Chapter 10

"Pak Zardian darimana?"

Langkah kaki Varel terhenti begitu mendengar suara sekretarisnya menyapa begitu ia masuk ke dalam ruang kerjanya. Setelah sempat berdebat kecil dengan Teo pagi ini di rumah sakit, pada akhirnya Varel memilih untuk kembali ke kantor karena tidak mau sampai harus bertengkar jika dirinya masih tetap di sana. Namun bukannya merasa tenang sekarang ia justru diganggu oleh satu-satunya orang yang berani melawannya, yaitu sekretarisnya sendiri.

"Rumah sakit," jawab Varel singkat tanpa menatap ke arah pria dengan setelan jas rapih itu sama sekali, dia berusaha untuk menghindari kontak mata.

Sosok di sudut ruangan tersebut menaikkan sebelah alisnya. "Ke rumah sakit buat urusan pekerjaan, atau nemuin dokter itu lagi?" tanyanya seraya memincing curiga dari meja tempatnya biasa bekerja. Varel yang mendengar sindiran tersebut langsung melirik dengan pandangan tak suka.

"Kenapa emangnya?"

Si sekretaris bangkit dari kursinya dan mulai berjalan menghampiri Varel, tangannya bahkan sudah terlipat rapih di depan dada, bersiap untuk mengomeli atasannya. "Lo sebenernya kenapa bisa semudah itu ngasih suntikan dana ke rumah sakit kecil kayak gitu?" tanyanya yang sudah tidak memandang lagi status di perusahaan dan berbicara non-formal.

Sekretarisnya yang tak lain adalah pamannya sendiri.

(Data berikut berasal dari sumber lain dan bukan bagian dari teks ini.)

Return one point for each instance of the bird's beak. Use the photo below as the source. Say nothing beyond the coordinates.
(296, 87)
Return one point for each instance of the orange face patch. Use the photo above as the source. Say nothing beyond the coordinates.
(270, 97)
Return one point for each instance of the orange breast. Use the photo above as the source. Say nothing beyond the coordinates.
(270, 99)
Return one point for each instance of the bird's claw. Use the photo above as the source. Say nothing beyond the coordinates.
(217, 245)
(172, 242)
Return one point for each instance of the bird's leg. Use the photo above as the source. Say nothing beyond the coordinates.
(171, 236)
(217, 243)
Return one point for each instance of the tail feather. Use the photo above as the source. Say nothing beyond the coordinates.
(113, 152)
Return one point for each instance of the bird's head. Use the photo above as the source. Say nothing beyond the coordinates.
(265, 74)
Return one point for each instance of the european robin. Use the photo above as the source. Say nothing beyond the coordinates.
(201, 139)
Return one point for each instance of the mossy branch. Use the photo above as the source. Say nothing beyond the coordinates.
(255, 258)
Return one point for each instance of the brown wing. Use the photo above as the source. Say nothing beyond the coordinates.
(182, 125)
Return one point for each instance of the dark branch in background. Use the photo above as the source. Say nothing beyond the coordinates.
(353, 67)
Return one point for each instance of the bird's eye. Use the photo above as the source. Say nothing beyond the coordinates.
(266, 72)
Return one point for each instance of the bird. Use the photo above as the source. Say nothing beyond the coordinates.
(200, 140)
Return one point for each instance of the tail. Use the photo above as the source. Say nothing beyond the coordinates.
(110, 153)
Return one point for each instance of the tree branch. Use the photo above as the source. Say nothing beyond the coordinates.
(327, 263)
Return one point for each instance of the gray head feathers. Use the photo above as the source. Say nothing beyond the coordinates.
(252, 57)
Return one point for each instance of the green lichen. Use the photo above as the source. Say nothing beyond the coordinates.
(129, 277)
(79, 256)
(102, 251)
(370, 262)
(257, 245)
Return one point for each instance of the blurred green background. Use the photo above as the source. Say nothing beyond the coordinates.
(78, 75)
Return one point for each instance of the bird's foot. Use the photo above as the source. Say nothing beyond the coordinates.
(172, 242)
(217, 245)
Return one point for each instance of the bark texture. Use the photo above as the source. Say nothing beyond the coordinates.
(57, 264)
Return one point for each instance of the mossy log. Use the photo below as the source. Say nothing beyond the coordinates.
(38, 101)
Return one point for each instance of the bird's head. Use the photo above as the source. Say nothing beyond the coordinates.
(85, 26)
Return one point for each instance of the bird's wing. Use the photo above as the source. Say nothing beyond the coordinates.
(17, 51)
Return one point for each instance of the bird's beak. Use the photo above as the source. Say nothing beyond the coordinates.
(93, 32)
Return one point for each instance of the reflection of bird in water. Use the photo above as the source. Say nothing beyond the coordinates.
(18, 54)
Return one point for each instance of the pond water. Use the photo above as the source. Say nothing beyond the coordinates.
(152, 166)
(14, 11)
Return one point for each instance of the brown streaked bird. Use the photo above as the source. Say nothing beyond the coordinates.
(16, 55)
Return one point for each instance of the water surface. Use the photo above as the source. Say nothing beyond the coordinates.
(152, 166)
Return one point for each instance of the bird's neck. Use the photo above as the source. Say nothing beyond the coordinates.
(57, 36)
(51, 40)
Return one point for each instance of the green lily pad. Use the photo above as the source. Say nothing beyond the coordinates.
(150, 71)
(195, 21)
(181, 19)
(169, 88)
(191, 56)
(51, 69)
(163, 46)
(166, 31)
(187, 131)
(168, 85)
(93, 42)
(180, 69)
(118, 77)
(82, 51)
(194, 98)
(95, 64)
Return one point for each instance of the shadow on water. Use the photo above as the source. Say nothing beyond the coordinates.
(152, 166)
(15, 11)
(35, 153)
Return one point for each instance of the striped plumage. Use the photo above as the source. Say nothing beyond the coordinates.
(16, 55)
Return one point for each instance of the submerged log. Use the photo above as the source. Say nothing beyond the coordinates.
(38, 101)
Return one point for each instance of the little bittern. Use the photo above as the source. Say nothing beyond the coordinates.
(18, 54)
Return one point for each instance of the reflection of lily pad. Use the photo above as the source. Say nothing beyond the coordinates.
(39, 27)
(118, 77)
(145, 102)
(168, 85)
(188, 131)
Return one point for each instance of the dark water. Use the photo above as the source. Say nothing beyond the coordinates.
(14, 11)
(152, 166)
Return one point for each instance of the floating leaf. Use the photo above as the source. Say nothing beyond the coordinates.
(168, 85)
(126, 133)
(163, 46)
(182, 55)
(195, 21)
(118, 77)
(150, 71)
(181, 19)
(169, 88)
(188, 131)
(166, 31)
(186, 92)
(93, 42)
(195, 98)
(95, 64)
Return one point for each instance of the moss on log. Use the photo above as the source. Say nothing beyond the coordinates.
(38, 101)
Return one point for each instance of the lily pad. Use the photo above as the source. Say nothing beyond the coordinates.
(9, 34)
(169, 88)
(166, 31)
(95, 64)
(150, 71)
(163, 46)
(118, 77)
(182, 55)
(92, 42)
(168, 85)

Varel berdecih melihat tingkah Daniel—sekretarisnya—sudah mulai sok menasehatinya kembali. Pria itu memang sering menggunakan kaya 'paman' untuk tameng agar bisa dengan puas mengomeli juga menasehatinya setiap saat dan hal itu tentu saja terkadang membuat dirinya muak melihat tingkah Daniel yang satu itu, padahal umur mereka berdua hanya berbeda tipis bagai kakak dan adik.

"Bukan urusan lo."

"Ini urusan gue, kalau lo lupa gue di sini juga bantu biar perusahaan kakak ipar gue gak ancur gitu aja," tekan Daniel mencoba mengingatkan Varel kembali bahwa dulu perusahaan hampir bangkrut sejak kematian kedua orang tuanya.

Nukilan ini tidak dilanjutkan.